The no-fault compensation scheme directed by the Supreme Court will require a robust claims processing infrastructure. The scheme must define: what constitutes a “serious adverse event” eligible for compensation; what evidentiary standard claimants must meet to demonstrate a plausible causal link; what compensation quantum is appropriate; and how the scheme will be financed — whether through government appropriation, mandatory contributions by vaccine manufacturers, or a combination.

International Comparisons and Implications for the HPV Programme

The US National Childhood Vaccine Injury Act of 1986 established the National Vaccine Injury Compensation Program (VICP), which has paid out over four billion dollars to claimants since its inception. The UK’s Vaccine Damage Payment Scheme provides a one-time tax-free lump sum payment. These schemes have not undermined vaccine confidence — on the contrary, evidence suggests that transparent compensation mechanisms can actually strengthen public trust in vaccination programmes by demonstrating that the state takes adverse events seriously.

The Supreme Court’s ruling will have direct implications for India’s HPV vaccination programme for adolescent girls, which is being expanded nationally.
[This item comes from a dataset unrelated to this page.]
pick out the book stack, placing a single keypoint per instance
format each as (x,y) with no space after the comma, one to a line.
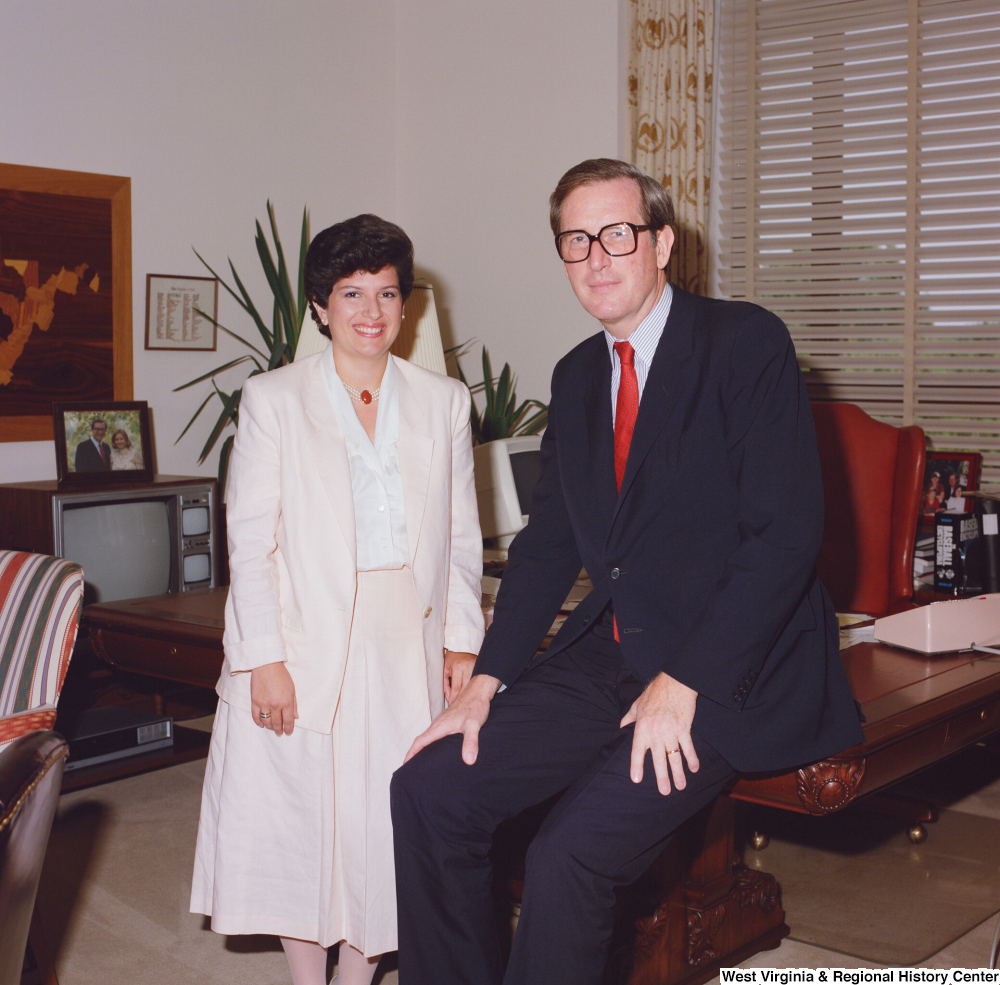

Given that the HPV vaccine is recommended for a specific age cohort — adolescent girls — and administered through government health facilities, the state’s duty of care is directly engaged. The compensation framework developed in response to the Rachana Gangu directive must be in place before large-scale HPV vaccination reaches its full operational scale.

Way Forward

The Ministry of Health and Family Welfare should urgently establish a dedicated expert committee to design the no-fault AEFI compensation scheme, drawing on international best practices from the US, UK, and the COVAX mechanism. The scheme should adopt a reverse burden of proof standard — once a claimant demonstrates that a serious adverse event occurred within a scientifically plausible post-vaccination window, the burden should shift to the state to demonstrate that the event was entirely unrelated to vaccination. A dedicated Vaccine Injury Compensation Fund should be created, with assured annual allocations. AEFI surveillance should be shifted from passive to active monitoring, with mandatory reporting by all healthcare providers under appropriate legal protection against retaliatory liability.

Relevance for UPSC and SSC Examinations

GS Paper II: Government health policies, the role of judiciary in policy-making. GS Paper III: Science and Technology — vaccine technology, public health. GS Paper IV: Ethics of state intervention in public health, duty of care. Essay: State Accountability in Public Health Emergencies. SSC Topics: General Awareness — health policies, Supreme Court judgments. Key terms: Rachana Gangu, AEFI, VITT, Covishield, Article 21, no-fault compensation, Jacob Puliyel judgment, COVAX, HPV vaccine, National Vaccine Injury Compensation Program.